The CNIL decision sends a strong signal to online retailers and other businesses regarding the level of scrutiny that the CNIL and other supervisory authorities are likely to apply when investigating potential GDPR infringements. Whilst each supervisory authority has its own approach to enforcement, the CNIL decision was supported by a number of other supervisory authorities via the GDPR’s cooperation mechanism, and gives a good indication of the standards expected by the supervisory authorities in practice.
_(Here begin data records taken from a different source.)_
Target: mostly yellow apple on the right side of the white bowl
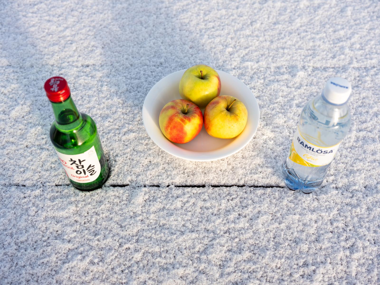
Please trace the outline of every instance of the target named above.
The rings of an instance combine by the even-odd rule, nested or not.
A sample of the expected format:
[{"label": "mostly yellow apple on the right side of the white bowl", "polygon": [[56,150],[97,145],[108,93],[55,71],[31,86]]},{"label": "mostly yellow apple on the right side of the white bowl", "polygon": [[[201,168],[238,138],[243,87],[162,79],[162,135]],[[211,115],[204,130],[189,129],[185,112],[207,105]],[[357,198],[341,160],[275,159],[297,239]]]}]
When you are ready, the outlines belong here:
[{"label": "mostly yellow apple on the right side of the white bowl", "polygon": [[204,128],[210,136],[231,139],[247,124],[248,112],[242,101],[232,96],[218,96],[204,109]]}]

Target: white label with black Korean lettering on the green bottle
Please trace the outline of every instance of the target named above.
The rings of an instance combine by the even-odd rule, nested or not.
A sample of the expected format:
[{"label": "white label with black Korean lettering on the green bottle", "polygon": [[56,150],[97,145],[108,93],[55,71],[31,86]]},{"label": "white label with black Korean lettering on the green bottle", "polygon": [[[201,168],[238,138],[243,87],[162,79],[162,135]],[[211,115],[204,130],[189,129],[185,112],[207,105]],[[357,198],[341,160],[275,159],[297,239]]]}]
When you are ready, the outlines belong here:
[{"label": "white label with black Korean lettering on the green bottle", "polygon": [[92,146],[82,154],[62,154],[55,150],[67,176],[79,183],[88,183],[97,179],[100,174],[100,162],[95,147]]}]

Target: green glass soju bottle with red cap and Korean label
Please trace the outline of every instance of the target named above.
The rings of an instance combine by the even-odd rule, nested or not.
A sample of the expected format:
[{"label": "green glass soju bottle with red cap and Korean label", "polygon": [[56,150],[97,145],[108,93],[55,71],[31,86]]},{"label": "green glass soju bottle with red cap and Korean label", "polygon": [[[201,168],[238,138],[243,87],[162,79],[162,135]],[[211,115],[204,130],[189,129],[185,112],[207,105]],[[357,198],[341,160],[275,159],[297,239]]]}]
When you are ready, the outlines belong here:
[{"label": "green glass soju bottle with red cap and Korean label", "polygon": [[44,88],[55,116],[50,139],[71,184],[82,191],[100,187],[108,178],[108,164],[95,122],[78,112],[64,78],[49,78]]}]

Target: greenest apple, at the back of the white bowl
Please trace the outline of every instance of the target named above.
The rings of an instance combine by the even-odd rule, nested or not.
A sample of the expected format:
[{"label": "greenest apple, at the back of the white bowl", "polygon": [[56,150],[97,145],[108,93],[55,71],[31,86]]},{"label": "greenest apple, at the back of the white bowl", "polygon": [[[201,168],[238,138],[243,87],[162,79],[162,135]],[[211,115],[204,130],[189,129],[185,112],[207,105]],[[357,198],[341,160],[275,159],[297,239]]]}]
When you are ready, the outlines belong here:
[{"label": "greenest apple, at the back of the white bowl", "polygon": [[219,74],[207,65],[194,65],[185,71],[179,82],[179,93],[203,109],[220,94]]}]

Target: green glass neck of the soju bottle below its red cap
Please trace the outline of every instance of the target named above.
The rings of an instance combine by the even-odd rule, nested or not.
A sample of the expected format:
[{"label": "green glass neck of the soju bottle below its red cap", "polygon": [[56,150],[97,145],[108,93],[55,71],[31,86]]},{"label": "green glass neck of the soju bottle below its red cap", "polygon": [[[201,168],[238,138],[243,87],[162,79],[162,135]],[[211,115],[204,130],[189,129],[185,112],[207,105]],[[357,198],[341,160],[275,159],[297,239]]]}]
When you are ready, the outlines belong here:
[{"label": "green glass neck of the soju bottle below its red cap", "polygon": [[65,101],[51,102],[55,116],[55,125],[63,131],[73,130],[82,123],[82,116],[78,112],[73,99],[69,96]]}]

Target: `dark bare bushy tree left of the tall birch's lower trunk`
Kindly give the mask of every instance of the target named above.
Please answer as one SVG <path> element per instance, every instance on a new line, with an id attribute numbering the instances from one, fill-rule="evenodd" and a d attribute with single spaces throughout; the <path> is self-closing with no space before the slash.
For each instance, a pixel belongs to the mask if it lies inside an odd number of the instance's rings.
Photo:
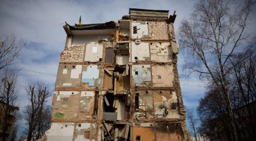
<path id="1" fill-rule="evenodd" d="M 223 134 L 227 135 L 227 139 L 231 140 L 231 130 L 229 118 L 226 116 L 227 110 L 225 102 L 220 99 L 221 94 L 216 87 L 208 88 L 205 96 L 200 99 L 197 113 L 200 118 L 200 134 L 209 138 L 221 140 Z M 215 130 L 215 128 L 218 130 Z"/>

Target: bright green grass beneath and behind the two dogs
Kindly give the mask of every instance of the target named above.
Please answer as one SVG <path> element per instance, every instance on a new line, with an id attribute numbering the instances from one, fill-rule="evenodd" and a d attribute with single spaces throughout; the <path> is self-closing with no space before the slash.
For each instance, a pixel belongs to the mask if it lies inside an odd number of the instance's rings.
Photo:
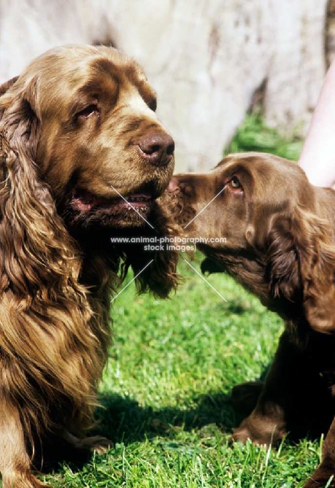
<path id="1" fill-rule="evenodd" d="M 271 150 L 296 159 L 300 147 L 250 115 L 227 152 Z M 242 418 L 229 392 L 264 376 L 283 324 L 231 278 L 208 278 L 226 303 L 182 260 L 179 272 L 186 280 L 172 300 L 137 296 L 134 283 L 115 300 L 97 412 L 100 433 L 114 447 L 41 477 L 52 486 L 301 487 L 319 463 L 320 440 L 229 447 Z"/>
To minimize the risk of GDPR enforcement, online retailers and other businesses should:

• Adopt a consistent high-water-mark approach to GDPR compliance when engaging in cross-border data processing, as the designation of a lead authority does not shield entities from scrutiny by other supervisory authorities, including those with potentially stricter approaches
• Consider prioritizing any compliance remediation efforts on longstanding data protection requirements that pre-date the GDPR, as supervisory authorities may be less tolerant of breaches in this context
• Ensure that each data processing activity has a clear and justified relationship with its underlying purpose, i.e., the nature and scope of the processing must be tailored to its purpose, not the other way around
• Define a sufficiently detailed and transparent data retention policy, and ensure the effective deletion of personal data at the end of the applicable retention period; supervisory authorities are taking an increasingly strict approach to long and unlimited retention periods of personal data (e.g., the highest GDPR fine imposed to date by a German data protection authority was in relation to the unlimited retention of customer data)
• Ensure that any local, or industry or technology specific, information security requirements, guidance, and best practices are properly integrated into the organization’s systems and processes, to ensure adequate protection of personal data
• Be mindful that the obligations under GDPR apply equally to internal as well as external data subjects; how an organization uses its employee personal data can be subject to just as much scrutiny as its use of customer personal data

Endnotes

[1] These websites target customers in France, Spain, Germany, Italy, the Netherlands, Slovakia, Denmark, Poland, Sweden, Finland, Belgium, the Czech Republic, and Hungary.